Nur was dann noch übrig bleibt, darf auf die Deponien wandern. Stichtag dafür ist der 1. Juni 2005. Die Abfallablagerungsverordnung gilt unmittelbar für die Betreiber von Anlagen - also etwa von Deponien -, Ausnahmen von den Vorgaben sind nicht möglich, eine Mißachtung der Regelungen stellt wohl einen Straftatbestand dar. Mit einfachen Worten: Wenn die Berliner Stadtreinigungsbetriebe nach dem 1. Juni 2005 die nicht vorbehandelten Abfälle auf ihren Deponien lagern würden, würde der Vorstand der BSR strafrechtlich belangt.

Merkwürdigerweise hat der Zeitdruck die Verantwortlichen nicht zu allzu großer Eile veranlaßt. Der Berliner Senat legt erst im Jahre 2000 den Entwurf eines Abfallwirtschaftsplans für Siedlungsabfälle vor, obwohl er schon vor einem Jahr über das Stadium eines Entwurfs hätte hinaus sein müssen.
Noch länger Zeit ließ sich der zuständige Eigenbetrieb BSR mit konkreten Vorschlägen.
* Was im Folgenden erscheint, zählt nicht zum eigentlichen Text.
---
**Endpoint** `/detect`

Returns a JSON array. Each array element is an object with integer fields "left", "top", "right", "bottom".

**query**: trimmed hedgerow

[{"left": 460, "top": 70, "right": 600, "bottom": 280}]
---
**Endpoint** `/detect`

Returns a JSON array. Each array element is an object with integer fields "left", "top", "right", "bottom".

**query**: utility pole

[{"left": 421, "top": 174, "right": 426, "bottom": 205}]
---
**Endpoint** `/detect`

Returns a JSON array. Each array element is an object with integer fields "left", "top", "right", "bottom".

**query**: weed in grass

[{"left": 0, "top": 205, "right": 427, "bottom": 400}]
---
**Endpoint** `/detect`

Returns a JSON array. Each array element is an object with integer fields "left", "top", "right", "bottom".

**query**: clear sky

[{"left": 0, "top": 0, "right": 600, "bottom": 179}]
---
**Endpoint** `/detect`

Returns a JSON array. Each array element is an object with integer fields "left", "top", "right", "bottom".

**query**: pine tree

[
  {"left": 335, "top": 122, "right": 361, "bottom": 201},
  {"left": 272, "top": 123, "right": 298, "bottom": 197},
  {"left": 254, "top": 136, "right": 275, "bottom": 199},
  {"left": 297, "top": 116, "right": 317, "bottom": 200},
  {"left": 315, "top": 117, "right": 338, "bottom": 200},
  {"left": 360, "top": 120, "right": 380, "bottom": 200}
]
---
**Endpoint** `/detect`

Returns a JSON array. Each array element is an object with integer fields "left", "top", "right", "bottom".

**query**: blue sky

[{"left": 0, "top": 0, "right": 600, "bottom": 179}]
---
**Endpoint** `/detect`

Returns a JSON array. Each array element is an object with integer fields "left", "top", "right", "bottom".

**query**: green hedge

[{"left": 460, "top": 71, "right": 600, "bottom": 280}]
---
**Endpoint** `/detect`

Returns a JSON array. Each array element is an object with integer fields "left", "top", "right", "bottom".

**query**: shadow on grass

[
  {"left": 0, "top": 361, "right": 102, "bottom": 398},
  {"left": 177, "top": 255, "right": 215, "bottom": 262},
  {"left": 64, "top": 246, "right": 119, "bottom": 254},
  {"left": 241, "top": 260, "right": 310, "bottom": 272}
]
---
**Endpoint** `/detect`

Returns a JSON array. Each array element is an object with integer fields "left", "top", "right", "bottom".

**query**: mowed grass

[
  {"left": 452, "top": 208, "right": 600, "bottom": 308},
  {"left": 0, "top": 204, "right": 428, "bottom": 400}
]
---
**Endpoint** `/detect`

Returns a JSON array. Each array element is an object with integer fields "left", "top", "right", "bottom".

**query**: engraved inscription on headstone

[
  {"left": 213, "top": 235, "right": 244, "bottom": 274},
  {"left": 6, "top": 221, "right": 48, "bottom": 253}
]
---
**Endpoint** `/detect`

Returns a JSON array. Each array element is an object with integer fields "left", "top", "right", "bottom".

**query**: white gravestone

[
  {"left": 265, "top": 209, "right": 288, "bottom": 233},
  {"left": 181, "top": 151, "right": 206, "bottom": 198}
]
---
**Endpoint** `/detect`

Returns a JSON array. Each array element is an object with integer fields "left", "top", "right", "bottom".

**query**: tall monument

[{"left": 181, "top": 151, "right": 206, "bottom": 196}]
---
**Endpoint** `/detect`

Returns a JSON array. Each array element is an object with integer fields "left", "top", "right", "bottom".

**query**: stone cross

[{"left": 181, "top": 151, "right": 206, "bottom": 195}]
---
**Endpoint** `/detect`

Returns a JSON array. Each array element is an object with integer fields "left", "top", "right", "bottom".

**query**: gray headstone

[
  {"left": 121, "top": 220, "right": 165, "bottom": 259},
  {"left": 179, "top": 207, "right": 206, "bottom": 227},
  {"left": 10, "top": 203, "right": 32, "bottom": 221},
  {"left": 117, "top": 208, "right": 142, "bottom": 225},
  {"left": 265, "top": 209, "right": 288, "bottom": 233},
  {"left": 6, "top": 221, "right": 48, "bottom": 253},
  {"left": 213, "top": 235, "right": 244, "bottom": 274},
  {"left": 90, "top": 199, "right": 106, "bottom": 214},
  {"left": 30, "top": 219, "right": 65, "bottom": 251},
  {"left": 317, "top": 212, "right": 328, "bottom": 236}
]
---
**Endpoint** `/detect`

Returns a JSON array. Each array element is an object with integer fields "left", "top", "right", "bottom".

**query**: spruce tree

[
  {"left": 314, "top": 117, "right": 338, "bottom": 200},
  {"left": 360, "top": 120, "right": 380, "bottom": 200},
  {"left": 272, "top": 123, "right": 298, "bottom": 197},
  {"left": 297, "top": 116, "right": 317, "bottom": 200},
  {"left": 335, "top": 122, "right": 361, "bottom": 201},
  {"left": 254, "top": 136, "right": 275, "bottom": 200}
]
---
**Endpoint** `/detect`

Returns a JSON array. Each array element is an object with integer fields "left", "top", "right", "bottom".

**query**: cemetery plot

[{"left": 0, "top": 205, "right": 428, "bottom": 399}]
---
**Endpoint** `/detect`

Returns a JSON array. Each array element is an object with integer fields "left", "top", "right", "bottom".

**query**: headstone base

Zuständig deshalb, weil gesetzlich geregelt ist, daß Abfälle aus privaten Haushalten (Hausmüll) sowie sonstige Abfälle zur Beseitigung (überlassungspflichtige Abfälle) durch die BSR zu entsorgen sind.

Immerhin ist ungewiß, was nach dem 1. Juni 2005 mit rund 500.000 Tonnen Berliner Müll geschieht. Das ist die Größenordnung, für die derzeit die Verarbeitungskapazität fehlt, um die Anforderungen der Abfallablagerungsverordnung zu erfüllen.
Schneller mit Ideen zur Hand war die Privatwirtschaft. Der Abfallentsorger ALBA legte bereits im Februar ein Konzept zur Abfallbehandlung in Berlin vor, die Berliner Stadtreinigungsbetriebe erst Ende Juni. Gravierender Unterschied zwischen beiden Konzepten: Die BSR setzten in erster Linie auf Verbrennung und eine Erweiterung des Standortes Ruhleben, ALBA dagegen auf eine neue Wertschöpfungskette, die darin besteht, daß der Müll getrocknet und zum Teil zu Sekundärbrennstoffen, zum Teil zur Herstellung von Vorprodukten (sog. Pellets) etwa für die Herstellung von Methanol verwertet wird. Ein Konzept, das natürlich den Grünen im Berliner Abgeordnetenhaus mehr aus der Umweltseele sprach als das BSR-Pyromanenszenarium.
Das alles hätte den Eigenbetrieb sicherlich nicht sonderlich gestört, wäre es mit der großen Koalition so weitergegangen wie bisher. Dann hätten die BSR und die beiden großen Koalitionäre nach bewährtem Muster und am Parlament vorbei (siehe 15-Jahres-Monopol-Vertrag) bei Nacht und Nebel ein Abfallbeseitigungskonzept speziell für die BSR beschlossen und basta!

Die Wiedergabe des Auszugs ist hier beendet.